Uses the provided epub and extra replace Markdown file to replace a common set of strings and any extra instances specified in the extra file replace. After all replacements are made, the original epub will be moved to a .original file and the new file will take the place of the old file. It will also print out the successful extra replacements with the number of replacements made followed by warnings for any extra strings that it tried to find and replace values for, but did not find any instances to replace. Note: it only replaces strings in content/xhtml files listed in the opf file.

Flags
Short Name Long Name Description Value Type Default Value Is Required Other Notes
f epub-file the epub file to replace strings in in string true Should be a file with one of the following extensions: epub
e extra-replace-file the path to the file with extra strings to replace string true Should be a file with one of the following extensions: md
Usage
ebook-lint epub replace-strings -f test.epub -e replacements.md
will replace the common strings and extra strings parsed out of replacements.md in content/xhtml files located in test.epub.
The original test.epub will be moved to test.epub.original and test.epub will have the updated files.

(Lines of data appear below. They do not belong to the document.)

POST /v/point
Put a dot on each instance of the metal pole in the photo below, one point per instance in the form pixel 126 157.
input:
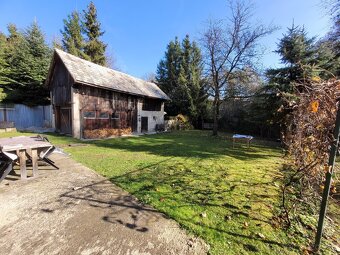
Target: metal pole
pixel 331 162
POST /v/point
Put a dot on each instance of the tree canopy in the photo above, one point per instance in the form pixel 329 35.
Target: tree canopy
pixel 25 57
pixel 94 47
pixel 179 75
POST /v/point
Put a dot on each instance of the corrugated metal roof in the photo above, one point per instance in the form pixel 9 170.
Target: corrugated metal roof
pixel 88 73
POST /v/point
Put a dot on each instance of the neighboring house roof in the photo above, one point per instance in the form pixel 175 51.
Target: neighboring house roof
pixel 88 73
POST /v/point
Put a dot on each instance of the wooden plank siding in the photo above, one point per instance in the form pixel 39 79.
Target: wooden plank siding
pixel 60 87
pixel 107 102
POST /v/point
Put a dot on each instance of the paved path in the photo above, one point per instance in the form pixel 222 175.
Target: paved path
pixel 76 211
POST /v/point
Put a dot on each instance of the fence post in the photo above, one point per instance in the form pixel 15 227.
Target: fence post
pixel 329 173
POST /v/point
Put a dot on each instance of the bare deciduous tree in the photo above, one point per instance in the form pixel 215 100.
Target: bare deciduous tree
pixel 228 47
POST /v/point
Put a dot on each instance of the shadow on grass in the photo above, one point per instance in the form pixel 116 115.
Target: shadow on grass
pixel 187 144
pixel 118 206
pixel 194 189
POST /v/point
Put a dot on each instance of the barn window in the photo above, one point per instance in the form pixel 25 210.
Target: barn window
pixel 151 105
pixel 115 116
pixel 103 115
pixel 90 115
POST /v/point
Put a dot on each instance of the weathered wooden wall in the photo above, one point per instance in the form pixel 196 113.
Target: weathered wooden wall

replacements.md is expected to be in the following format:
| Text to replace | Text to replace with |
| --------------- | -------------------- |
| I am typo | I the correct value |
...
| I am another issue to correct | the correction |

validate

Validates an EPUB file using W3C EPUBCheck tool. If EPUBCheck is not installed, it will automatically download and install the latest version.

Flags
Short Name Long Name Description Value Type Default Value Is Required Other Notes
f file the epub file to validate string true Should be a file with one of the following extensions: epub
json-file specifies that the validation output should be in JSON and in the specified file string false
Usage
ebook-lint epub validate -f test.epub
will run EPUBCheck against the file specified.